Looking back on it, now that I’ve finished the first draft and can review the plot points and story arcs that have developed, the story has the potential to be so much better than I had initially planned. For me, there were many things I never would have figured out unless I had done this stream of consciousness writing and let my ideas run free. Of course they were limited by the rules of the worldbuilding and the characters’ personalities and logic, but I was genuinely surprised how well it worked out when I stopped thinking and just wrote.

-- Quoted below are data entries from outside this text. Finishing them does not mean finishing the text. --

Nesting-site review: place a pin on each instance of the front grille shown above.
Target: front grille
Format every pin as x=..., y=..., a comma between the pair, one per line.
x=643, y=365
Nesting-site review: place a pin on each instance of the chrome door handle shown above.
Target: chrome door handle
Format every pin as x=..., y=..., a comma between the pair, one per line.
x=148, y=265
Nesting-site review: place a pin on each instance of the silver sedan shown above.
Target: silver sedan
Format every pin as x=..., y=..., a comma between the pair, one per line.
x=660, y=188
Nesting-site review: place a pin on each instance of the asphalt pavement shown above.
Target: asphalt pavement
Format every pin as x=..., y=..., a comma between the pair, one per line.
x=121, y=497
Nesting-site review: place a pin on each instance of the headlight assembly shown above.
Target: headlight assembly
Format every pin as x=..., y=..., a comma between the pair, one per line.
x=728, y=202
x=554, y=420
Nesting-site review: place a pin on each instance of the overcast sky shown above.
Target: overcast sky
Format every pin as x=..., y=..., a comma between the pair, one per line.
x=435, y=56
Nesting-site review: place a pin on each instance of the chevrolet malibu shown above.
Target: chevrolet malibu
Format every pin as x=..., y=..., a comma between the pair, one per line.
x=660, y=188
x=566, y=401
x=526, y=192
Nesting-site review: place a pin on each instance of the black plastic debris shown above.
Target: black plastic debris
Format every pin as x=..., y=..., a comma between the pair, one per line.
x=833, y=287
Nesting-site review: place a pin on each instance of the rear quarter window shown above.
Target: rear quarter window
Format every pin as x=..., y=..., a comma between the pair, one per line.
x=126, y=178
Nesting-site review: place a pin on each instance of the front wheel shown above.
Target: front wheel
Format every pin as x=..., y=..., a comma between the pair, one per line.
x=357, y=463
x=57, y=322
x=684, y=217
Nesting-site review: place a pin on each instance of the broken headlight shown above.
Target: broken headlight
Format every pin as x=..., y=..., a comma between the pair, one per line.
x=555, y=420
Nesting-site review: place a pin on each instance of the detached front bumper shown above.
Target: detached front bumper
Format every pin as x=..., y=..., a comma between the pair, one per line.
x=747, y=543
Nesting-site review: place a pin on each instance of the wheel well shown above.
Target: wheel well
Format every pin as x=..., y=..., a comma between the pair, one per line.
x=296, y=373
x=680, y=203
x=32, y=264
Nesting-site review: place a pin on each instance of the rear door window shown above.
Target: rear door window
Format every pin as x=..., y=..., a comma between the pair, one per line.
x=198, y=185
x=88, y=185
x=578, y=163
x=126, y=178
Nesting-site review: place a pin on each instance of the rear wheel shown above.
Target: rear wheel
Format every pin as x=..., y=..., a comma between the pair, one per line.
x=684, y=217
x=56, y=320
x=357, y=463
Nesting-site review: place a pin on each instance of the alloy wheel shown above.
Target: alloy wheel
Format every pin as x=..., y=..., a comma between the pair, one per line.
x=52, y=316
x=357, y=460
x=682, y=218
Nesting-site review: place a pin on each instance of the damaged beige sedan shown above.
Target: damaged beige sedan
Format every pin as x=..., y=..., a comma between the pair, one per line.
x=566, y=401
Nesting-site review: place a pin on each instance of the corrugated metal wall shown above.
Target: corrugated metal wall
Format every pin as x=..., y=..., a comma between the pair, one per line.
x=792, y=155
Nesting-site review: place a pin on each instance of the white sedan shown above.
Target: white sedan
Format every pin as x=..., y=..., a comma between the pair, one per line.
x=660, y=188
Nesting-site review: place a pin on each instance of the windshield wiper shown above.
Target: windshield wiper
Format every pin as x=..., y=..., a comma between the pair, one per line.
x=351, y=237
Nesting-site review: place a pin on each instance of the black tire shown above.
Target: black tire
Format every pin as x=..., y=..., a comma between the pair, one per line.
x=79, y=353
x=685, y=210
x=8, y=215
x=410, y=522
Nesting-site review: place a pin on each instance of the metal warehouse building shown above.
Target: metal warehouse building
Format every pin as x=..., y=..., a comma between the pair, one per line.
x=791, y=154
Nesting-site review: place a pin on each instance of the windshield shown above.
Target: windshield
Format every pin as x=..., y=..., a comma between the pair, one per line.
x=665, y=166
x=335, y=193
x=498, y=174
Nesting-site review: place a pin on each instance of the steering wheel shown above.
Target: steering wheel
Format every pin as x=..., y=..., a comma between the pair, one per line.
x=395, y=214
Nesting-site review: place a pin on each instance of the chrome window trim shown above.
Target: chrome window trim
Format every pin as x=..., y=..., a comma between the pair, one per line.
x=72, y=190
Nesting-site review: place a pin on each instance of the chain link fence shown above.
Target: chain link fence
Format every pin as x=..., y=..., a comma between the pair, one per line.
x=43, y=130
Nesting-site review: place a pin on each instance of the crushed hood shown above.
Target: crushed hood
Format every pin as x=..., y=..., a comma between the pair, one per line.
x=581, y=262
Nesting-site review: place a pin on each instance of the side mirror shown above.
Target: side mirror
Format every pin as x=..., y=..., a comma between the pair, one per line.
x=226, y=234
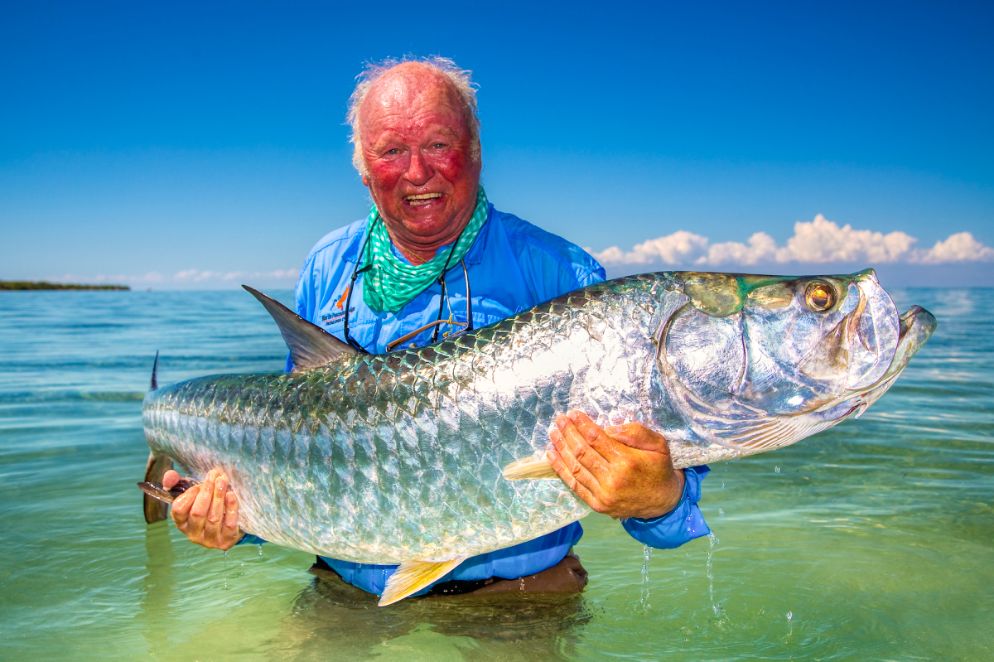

It was a tough lesson to learn, but I think it’s worthwhile to remember the first draft is meant to be awful. I took the approach of writing this draft the same way I would work on an art piece. The initial sketch is messy and all over the place but you can see the potential with further refinement and drawing. It’s the same way with drafts. The first one’s going to be incredibly messy and the subsequent ones will be more polished until we hit the final draft. The most important part that I think a lot of us struggle with is just being ok with the first draft being an awful mess.

Be messy and then polish it later.

– Raphael

P.S: I know this article is a bit messier than normal, my brain is still recovering from finally pushing out the last part of the first draft.